Dabei entdeckt Vincent jemand, mit dem er zwar regen e-mailaustausch hatte, den er aber noch nie persönlich getroffen hat. Dennoch erkennt er Dieter, einen der wohl besten deutschen Islandkenner. Dieser ist damit beschäftigt, eine Reisegruppe zu führen, lässt es sich aber nicht nehmen, ein paar Worte mit uns zu wechseln. Dieter hat über viele Jahre eine Menge, auch anspruchsvolle Touren auf Island gemacht, ist jedoch, was seine Ausrüstung angeht, eher konservativ. Mit mitleidigem Blick mustert er Ausrüstung und Proviant. Als er meine "schon arg strapazierten" Trailrunningschuhe anschaut, fragt er, ob ich denn noch anderes Schuhwerk dabei hätte. Als ich dies verneine, kommentiert er das mit der lakonischen Bemerkung "Ihr seid doch  Lemminge", womit er meint, dass wir sehenden Auges in unser Verderben laufen. Allerdings scheint er uns auch viel zuzutrauen, da er meint wir könnten, obwohl es bereits spät ist, noch heute den Weg über den Gipfel des Skalli in das Tal Hativer schaffen. Eine Tour wozu man durchaus auch einen kompletten Wandertag benötigen kann...
Was uns dann noch beim Abstieg vom Skalli erwartet, verrät er nicht...

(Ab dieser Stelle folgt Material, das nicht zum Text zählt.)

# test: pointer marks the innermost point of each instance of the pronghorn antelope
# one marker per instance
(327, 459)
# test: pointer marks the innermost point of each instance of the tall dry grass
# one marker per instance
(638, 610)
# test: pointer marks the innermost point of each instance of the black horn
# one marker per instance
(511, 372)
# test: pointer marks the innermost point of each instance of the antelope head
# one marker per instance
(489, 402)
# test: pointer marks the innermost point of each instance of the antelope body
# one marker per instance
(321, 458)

                  In Landmannalaugar verproviantieren wir uns neu

Da wir jetzt auf einem schmalen Wanderpfad laufen, kommen wir rasch voran. Wir treffen sogar noch zwei andere Wanderer.


                                                       Landmannalaugar

Dunkle Wolken türmen sich auf und wir hoffen sehr, dass das Wetter hält.

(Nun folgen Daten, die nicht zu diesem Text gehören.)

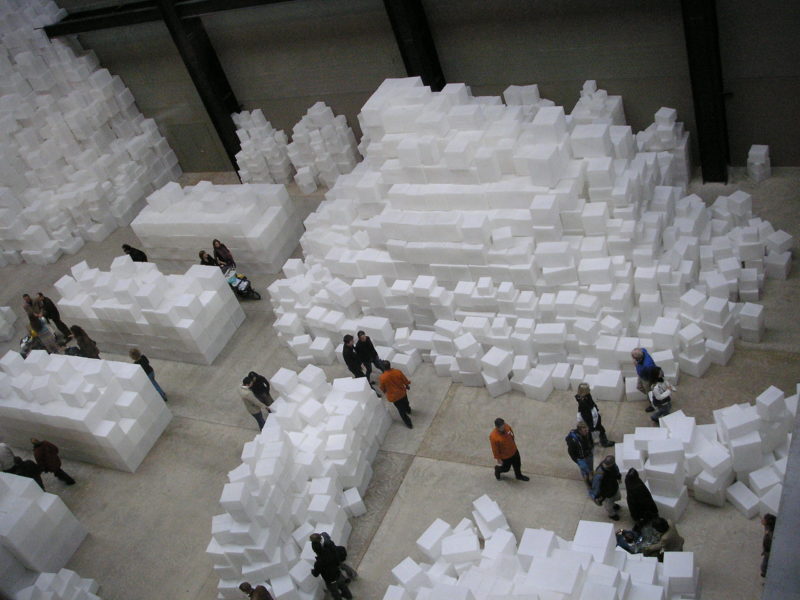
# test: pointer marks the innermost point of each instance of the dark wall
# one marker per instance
(284, 57)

                     Bunte Berge unter dunklen Wolken


                            Auf dem Weg zum Skalli    

Dank des ausgetretenen Pfades, stellt ein steiles Schneefeld kein größeres Problem dar. Schließlich stehen wir auf dem 1027 Meter hohem Skalli. Wir hatten sogar in Erwägung gezogen, hier oben zu zelten. Aber bei dem eiskalten, schneidendem Wind, lassen wir diesen Gedanken ganz schnell fallen.
Zunächst geht es vom Gipfelplateau durch nicht allzu steile Geröllfelder abwärts. Danach wird es interessant...
Kilometerweit führt der Pfad auf dem stellenweise lediglich fußbreiten Grat nach unten. Ein Fehltritt oder Abrutschen in dem feinen Steinmaterial hätte fatale Konsequenzen...
Wir können es kaum glauben, dass dies eine Wanderroute ist!
Die Landschaft aus ockerfarbenen, verschneiten Bergen ist allerdings fantastisch!

                                                                           Foto: Vincent


                                                Auf schmalen Graten

Obwohl wir jetzt am Ende dieses aufregenden Tages ziemlich müde sind, gelingt es uns noch einmal volle Konzentration aufzubringen und wohlbehalten nach unten zu gelangen.
Es riecht nach Schwefel und an den Hängen steigt Rauch auf. Trotzdem sind wir nicht in der Hölle...
Auf einer kleinen, ebenen Kuppe schlagen wir unser Lager im Tal von Hativer auf.